What NoSQL solution is best to store Apache error_log and access_log? Cassandra or MongoDB? What NoSQL solution is best to store Apache error_log and access_log? Cassandra or MongoDB? mongodb mongodb

What NoSQL solution is best to store Apache error_log and access_log? Cassandra or MongoDB?


Turns out neither of the two solutions offers a distinct feature that helps me make a decision, or I don't see it.

Honestly, we're going through this test right now with some serious log data. (and by right now, I mean, a few of us were up late last night running these tests).

To me, here are the two distinguishing feature: ease of use and proven scaling.

Ease of use

  • MongoDB was easy. In a couple of hours I went from blank computer to an active Mongo instance with imported data from MySQL and a few completed map-reduces.
  • In the same period of time, team Cassandra sat around re-compiling Java files trying to get the Hadoop configured to run over an existing Cassandra implementation so that they could even run map-reduces.

Proven Scaling

  • MongoDB sharding is still in beta. It's slated for launch in the next few weeks. That's pretty tight.
  • Cassandra sharding is proven on some very large instances.

So I think the answer is really going to be specific to your personal tastes. I honestly think that Cassandra may be a more stable & proven product, but I also know from experience that the learning and setup curve is a lot steeper. So it might be worth trying a little bit of both.


You can check out this article from Cloudkick if you are considering using Cassandra: 4 Months with Cassandra, a love story.
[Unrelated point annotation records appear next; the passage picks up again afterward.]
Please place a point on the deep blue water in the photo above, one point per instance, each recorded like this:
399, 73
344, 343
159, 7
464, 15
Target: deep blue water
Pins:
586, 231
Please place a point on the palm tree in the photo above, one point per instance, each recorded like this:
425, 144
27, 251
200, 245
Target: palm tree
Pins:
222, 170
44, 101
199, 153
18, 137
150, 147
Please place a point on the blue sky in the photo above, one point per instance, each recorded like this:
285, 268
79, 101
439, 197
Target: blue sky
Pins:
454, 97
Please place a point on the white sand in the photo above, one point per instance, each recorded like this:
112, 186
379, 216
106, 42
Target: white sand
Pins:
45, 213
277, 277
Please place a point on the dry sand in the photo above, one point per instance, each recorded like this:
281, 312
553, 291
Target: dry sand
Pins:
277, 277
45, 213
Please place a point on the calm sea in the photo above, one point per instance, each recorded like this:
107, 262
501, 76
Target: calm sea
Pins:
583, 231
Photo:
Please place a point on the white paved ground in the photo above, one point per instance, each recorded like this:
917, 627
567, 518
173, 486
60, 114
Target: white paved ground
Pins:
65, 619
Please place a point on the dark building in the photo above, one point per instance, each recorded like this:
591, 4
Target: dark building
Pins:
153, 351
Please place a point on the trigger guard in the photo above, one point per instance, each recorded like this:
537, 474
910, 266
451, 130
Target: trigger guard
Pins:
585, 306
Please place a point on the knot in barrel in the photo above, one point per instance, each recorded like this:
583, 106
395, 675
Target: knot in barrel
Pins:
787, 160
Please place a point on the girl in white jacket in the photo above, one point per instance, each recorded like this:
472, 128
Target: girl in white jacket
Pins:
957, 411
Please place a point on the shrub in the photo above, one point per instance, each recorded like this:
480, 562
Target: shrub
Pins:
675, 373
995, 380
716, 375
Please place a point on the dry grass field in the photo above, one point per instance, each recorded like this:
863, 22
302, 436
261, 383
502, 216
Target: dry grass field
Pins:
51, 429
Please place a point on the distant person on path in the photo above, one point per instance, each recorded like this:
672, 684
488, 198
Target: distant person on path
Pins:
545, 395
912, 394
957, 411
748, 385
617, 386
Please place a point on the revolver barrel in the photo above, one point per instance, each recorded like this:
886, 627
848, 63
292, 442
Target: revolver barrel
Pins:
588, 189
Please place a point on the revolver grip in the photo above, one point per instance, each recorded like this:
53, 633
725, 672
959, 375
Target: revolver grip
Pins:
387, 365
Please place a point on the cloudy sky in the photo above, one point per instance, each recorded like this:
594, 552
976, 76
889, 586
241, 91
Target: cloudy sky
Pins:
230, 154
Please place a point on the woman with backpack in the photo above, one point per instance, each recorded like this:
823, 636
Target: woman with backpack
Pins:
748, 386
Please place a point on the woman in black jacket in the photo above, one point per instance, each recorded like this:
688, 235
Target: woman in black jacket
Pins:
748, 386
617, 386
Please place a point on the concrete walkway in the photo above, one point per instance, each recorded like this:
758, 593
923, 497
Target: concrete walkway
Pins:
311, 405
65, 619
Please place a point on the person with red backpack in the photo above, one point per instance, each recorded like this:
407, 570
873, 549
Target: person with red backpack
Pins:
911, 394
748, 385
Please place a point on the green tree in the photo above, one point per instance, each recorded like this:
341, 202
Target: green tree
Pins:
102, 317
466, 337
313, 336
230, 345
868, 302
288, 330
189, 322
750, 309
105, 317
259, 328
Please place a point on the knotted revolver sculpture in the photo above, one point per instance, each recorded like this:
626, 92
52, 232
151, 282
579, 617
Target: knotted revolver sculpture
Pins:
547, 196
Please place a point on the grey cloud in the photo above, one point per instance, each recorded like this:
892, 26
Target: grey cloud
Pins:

They are using Cassandra to store different metrics for their system, which is somewhat similar to storing log files.

EDIT:

If you haven't yet decided what to use, here's a great solution using MongoDB as a backend:

Graylog2 is an open source syslog implementation that stores your logs in MongoDB. It consists of a server written in Java that accepts your syslog messages via TCP or UDP and stores it in the database. The second part is a Ruby on Rails web interface that allows you to view the log messages.